A flag-raising ceremony was held Thursday morning and attended by several anti-abortion activists. The grey flag included the words “National March for Life Ottawa” to mark the large event held on Parliament Hill later that afternoon.
In addition, the City of Ottawa proclaimed Thursday “March for Life Day.” The official proclamation has been made before, but it’s the first year the divisive flag was flown at city hall.
Seven councillors spoke out against the flag and demanded that it be taken down immediately.

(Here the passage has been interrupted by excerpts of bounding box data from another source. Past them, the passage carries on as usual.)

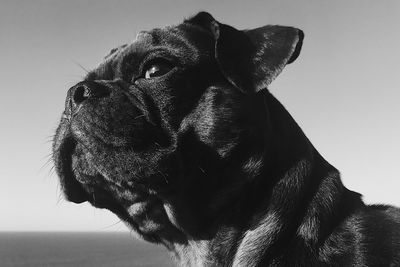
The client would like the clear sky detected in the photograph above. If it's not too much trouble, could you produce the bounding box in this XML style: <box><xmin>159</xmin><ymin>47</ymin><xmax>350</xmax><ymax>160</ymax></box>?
<box><xmin>0</xmin><ymin>0</ymin><xmax>400</xmax><ymax>231</ymax></box>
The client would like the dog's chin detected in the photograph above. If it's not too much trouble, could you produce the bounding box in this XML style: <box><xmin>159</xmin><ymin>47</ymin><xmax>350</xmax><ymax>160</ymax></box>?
<box><xmin>54</xmin><ymin>131</ymin><xmax>169</xmax><ymax>242</ymax></box>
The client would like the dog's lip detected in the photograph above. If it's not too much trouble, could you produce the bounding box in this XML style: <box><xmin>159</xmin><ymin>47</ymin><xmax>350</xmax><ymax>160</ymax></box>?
<box><xmin>54</xmin><ymin>135</ymin><xmax>88</xmax><ymax>203</ymax></box>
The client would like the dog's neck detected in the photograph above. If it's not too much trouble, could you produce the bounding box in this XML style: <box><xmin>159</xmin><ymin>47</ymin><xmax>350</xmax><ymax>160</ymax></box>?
<box><xmin>166</xmin><ymin>92</ymin><xmax>362</xmax><ymax>266</ymax></box>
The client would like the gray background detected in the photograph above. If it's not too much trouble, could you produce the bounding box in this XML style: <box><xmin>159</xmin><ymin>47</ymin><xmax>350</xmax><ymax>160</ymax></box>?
<box><xmin>0</xmin><ymin>0</ymin><xmax>400</xmax><ymax>231</ymax></box>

In a statement, the councillors said all Canadians are entitled to express their views, but that the City of Ottawa’s policy states, “a proclamation will not be issued for matters that … represent individual conviction.”
They added that safe access to abortion is a constitutionally-protected right for women across the country.
Ottawa Mayor Jim Watson was inundated with angry messages on Twitter.
“My personal opinion has always been that women have the right to choose. I share your concerns & have asked for a review of our flag policy,” Watson responded in a tweet.
Shortly before 3 p.m., the mayor announced that the flag had been removed. It has since been replaced with a City of Ottawa flag.
I am pleased to report that the anti abortion flag has been taken down. I have asked staff for a complete review of the city's flag policy— Jim Watson (@JimWatsonOttawa) May 11, 2017
The March for Life is an annual anti-abortion event in downtown Ottawa. This year, a crowd of thousands -- from high school students to nuns -- flooded the lawn outside Parliament for the rally.
News of the flag’s removal angered some members of the march.
“My message is that they are bigots,” anti-abortion protester Francis Barrett told CTV Ottawa. “I know that’s a strong word, but they are infringing on my rights as a taxpayer.”
Another protester added: “They seem to fly every other flag, like Pride and all those, so why not a pro-life flag?”
Councillor: Protesters harassing women
Councillor Catherine McKenney said she’s always been uncomfortable with the “March for Life Day” proclamations and said the city should no longer make them.
“The proclamation and the flag kind of go hand in hand,” McKenney told CTV News Channel on Thursday.
The flag-raising came at a particularly sensitive time for the city. McKenney said anti-abortion protesters have been harassing women at an Ottawa clinic, and that she recently raised concerns in council about what can be done to protect patients.
“We have got to find a way to protect women who are entering a healthcare clinic,” she said.
In the meantime, she says she’s glad the flag has been taken down.
“The flag for me completely stepped over the line and it should never have been flown.”
City explains policy
The City of Ottawa can provide proclamations to groups whose requests don’t violate the Ontario Human Rights Code. In addition, proclamations cannot be discriminatory, espouse hatred, violence or racism, be illegal, be politically or religiously motivated, be intended to make money, or otherwise violate Ottawa bylaws or policies.
“As the request from this anti-choice group met the test of both policies, the proclamation was issued, as it has been for many years,” O’Connor wrote in his letter.
O’Connor added that it was the first year a request was made for a flag raising, and that it was granted on the same basis as the “March for Life Day” proclamation.
Mayor Watson deemed the flag’s approval a “communications problem” between the city clerk’s office and the individual who made the request. He has requested a full review of the policy.
“But you know, mistakes are made and we have to learn from them and move on and come up with a policy that is better and fairer and that doesn’t get us into these divisive debates,” Watson said.